Make sure to transform your variables as needed!

- LotArea: 14977
- 1stFlrSF: 1976
- GrLivArea: 1976
- BldgType: 1Fam
- KitchenQual: Gd
- SaleType: New
- MSZoning: RL
- Street: Pave
- Neighborhood: NridgHt

In [None]:
# Your code here - predict the house price given the following characteristics

continuous.remove('SalePrice')

used_cols = [*continuous, *categoricals]
used_cols

In [None]:
# create empty dataframe for the new row of sample data
new_row = pd.DataFrame(columns=used_cols)

In [None]:
# add details provided to the empty dataframe

new_row = new_row.append({"LotArea": 14977,
                         '1stFlrSF': 1976,
                         'GrLivArea': 1976,
                         'BldgType': '1Fam',
                         'KitchenQual': 'Gd',
                         'SaleType': 'New',
                         'MSZoning': 'RL',
                         'Street': 'Pave',
                         'Neighborhood': 'NridgHt'},
                          ignore_index=True)
new_row

In [None]:
# continuous columns in df
new_row_cont = new_row[continuous]

# log features
log_names = [f'{column}_log' for column in new_row_cont.columns]

new_row_log = np.log(new_row_cont.astype(float))  #won't work unless float
new_row_log.columns = log_names

# normalize
for col in continuous:
    #normalize using mean and std from overall dataset
    new_row_log[f'{col}_log'] = (new_row_log[f'{col}_log'] - ames[col].mean()) / ames[col].std()
new_row_log    



In [None]:
# categoricals in df
new_row_cat = new_row[categoricals]

new_row_ohe = pd.DataFrame(columns = ames_ohe.columns)

# using complicated for loops to ohe the new row
ohe_dict = {}
for col_type in new_row_cat.columns:
    col_list = [c for c in new_row_ohe.columns.to_list() if col_type in c]
    for x in col_list:
        if new_row_cat[col_type][0] in x:
            ohe_dict[x] = 1
        else:
            ohe_dict[x] = 0
            
# putting the results in a dataframe
new_row_ohe = new_row_ohe.append(ohe_dict, ignore_index=True)
new_row_ohe


In [None]:
new_row_processed = pd.concat([new_row_log, new_row_ohe], axis = 1)
new_row_processed

In [None]:
# Regression model

new_row_pred_log = linreg.predict(new_row_processed)
new_row_pred_log

In [None]:
# Prediction needs to be scaled and exponentiated
np.exp(new_row_pred_log) * ames['SalePrice'].std() + ames['SalePrice'].mean()

In [None]:
# Other way

In [None]:
# Make 2 df: 1 with continuous features, 1 with categorical features.

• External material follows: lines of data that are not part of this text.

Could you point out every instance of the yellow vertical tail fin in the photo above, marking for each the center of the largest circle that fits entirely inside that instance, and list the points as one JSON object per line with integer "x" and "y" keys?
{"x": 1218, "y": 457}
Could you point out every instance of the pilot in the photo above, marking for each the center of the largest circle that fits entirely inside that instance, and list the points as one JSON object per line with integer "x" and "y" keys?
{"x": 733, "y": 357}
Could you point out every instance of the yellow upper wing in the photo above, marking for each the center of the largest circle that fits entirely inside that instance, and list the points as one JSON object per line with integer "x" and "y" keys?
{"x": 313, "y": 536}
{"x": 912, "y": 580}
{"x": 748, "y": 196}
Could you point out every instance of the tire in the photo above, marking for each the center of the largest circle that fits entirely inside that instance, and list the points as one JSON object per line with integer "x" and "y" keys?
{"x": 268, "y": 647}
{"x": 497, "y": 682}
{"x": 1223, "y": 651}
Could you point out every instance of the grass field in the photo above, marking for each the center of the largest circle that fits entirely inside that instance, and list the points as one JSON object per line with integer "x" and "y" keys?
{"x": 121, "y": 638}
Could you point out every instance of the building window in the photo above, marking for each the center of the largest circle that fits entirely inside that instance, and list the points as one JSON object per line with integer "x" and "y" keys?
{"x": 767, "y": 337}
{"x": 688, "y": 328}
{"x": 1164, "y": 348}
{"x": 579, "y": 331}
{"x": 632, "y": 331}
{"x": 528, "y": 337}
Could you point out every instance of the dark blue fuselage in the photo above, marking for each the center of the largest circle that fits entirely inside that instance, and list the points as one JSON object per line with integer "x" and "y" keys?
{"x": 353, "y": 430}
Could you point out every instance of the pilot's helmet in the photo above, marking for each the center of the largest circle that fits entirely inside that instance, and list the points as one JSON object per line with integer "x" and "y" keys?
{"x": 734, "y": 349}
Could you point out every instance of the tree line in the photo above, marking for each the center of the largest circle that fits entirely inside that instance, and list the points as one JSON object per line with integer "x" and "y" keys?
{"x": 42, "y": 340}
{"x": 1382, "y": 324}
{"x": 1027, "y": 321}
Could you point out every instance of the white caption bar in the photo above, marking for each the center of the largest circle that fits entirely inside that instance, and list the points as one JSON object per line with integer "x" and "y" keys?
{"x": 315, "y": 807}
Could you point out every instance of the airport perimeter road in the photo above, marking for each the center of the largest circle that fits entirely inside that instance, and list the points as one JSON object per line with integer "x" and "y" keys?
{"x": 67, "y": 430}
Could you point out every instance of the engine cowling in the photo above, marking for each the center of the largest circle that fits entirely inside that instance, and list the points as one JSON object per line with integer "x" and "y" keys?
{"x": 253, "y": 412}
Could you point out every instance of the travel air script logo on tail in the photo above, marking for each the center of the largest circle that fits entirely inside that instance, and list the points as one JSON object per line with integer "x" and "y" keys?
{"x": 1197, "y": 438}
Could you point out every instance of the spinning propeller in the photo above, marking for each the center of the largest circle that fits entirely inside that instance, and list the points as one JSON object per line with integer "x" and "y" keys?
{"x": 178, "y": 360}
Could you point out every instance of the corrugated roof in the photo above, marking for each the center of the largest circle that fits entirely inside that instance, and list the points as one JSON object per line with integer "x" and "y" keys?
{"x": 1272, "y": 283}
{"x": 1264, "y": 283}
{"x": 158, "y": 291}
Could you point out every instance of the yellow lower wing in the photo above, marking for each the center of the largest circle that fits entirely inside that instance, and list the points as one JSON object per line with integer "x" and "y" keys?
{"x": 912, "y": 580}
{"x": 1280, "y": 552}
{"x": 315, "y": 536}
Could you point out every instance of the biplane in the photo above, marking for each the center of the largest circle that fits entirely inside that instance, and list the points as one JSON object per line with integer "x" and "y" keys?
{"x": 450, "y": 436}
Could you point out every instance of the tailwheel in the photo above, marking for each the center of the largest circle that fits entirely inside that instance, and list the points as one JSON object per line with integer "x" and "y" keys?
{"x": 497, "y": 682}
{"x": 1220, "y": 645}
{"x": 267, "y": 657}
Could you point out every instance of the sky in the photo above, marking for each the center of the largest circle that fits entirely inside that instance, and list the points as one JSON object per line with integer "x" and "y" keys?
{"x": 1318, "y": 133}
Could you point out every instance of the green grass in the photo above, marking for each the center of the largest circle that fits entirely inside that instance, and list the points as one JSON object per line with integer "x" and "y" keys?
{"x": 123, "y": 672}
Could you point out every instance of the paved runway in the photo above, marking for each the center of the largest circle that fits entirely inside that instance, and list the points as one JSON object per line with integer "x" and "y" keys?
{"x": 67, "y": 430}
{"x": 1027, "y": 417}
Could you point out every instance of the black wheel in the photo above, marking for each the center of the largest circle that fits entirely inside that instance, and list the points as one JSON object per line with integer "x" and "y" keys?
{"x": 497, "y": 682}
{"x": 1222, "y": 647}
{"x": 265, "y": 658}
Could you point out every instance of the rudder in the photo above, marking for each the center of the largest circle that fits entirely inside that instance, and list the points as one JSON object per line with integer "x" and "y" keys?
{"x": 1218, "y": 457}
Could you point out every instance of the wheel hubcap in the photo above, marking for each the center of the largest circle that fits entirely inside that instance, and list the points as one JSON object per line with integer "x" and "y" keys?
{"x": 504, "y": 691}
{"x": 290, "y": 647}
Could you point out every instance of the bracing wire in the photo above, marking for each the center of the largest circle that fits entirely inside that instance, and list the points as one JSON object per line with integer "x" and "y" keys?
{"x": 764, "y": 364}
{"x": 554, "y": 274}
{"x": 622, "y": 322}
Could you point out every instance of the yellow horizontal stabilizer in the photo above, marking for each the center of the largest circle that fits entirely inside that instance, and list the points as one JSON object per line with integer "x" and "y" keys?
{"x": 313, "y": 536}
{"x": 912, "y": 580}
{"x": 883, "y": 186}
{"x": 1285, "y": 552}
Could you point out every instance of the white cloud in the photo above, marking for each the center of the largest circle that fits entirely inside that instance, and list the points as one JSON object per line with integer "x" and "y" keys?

Then perform transformations on them


In [None]:
continuous  # will build df with log transform and standardize continuous features

In [None]:
cont_test = pd.DataFrame({'LotArea': [14977],
                         '1stFlrSF': [1976],
                         'GrLivArea': [1976],
                         'SalePrice': 0.1})
cont_test

In [None]:
log_test = cont_test.apply(lambda x: np.log(x))
log_test

In [None]:
ss = StandardScaler
cont_test = pd.DataFrame(ss.transform(log_test), columns = log_test.columns)

In [None]:
cont_test.drop(columns = 'SalePrice', inplace = True)

In [None]:
# will build df with categoricals
cat_df = pd.DataFrame({'BldgType': '1Fam',
                      'KitchenQual': 'Gd',
                      'SaleType': ['New'],
                      'MSZoning': ['RL'],
                      'Street': ['Pave'],
                      'Neighborhood': 'NridgHt'})
cat_df

In [None]:
cat_ohe = pd.DataFrame(ohe_method2.transform(cat_df), columns = ohe_method2.get_feature_names())
cat_ohe

In [None]:
test_df = cont_test.join(cat_ohe)
test_df.head()

In [None]:
X.shape

In [None]:
#Prediction
pred = linreg.predict(test_df)

In [None]:
# convert std pred to sale price
np.exp((pred * ames_log['SalePrice'].std()) + ames_log['SalePrice'].mean())

## Summary
Congratulations! You pre-processed the Ames Housing data using scaling and standardization. You also fitted your first multiple linear regression model on the Ames Housing data using statsmodels and scikit-learn!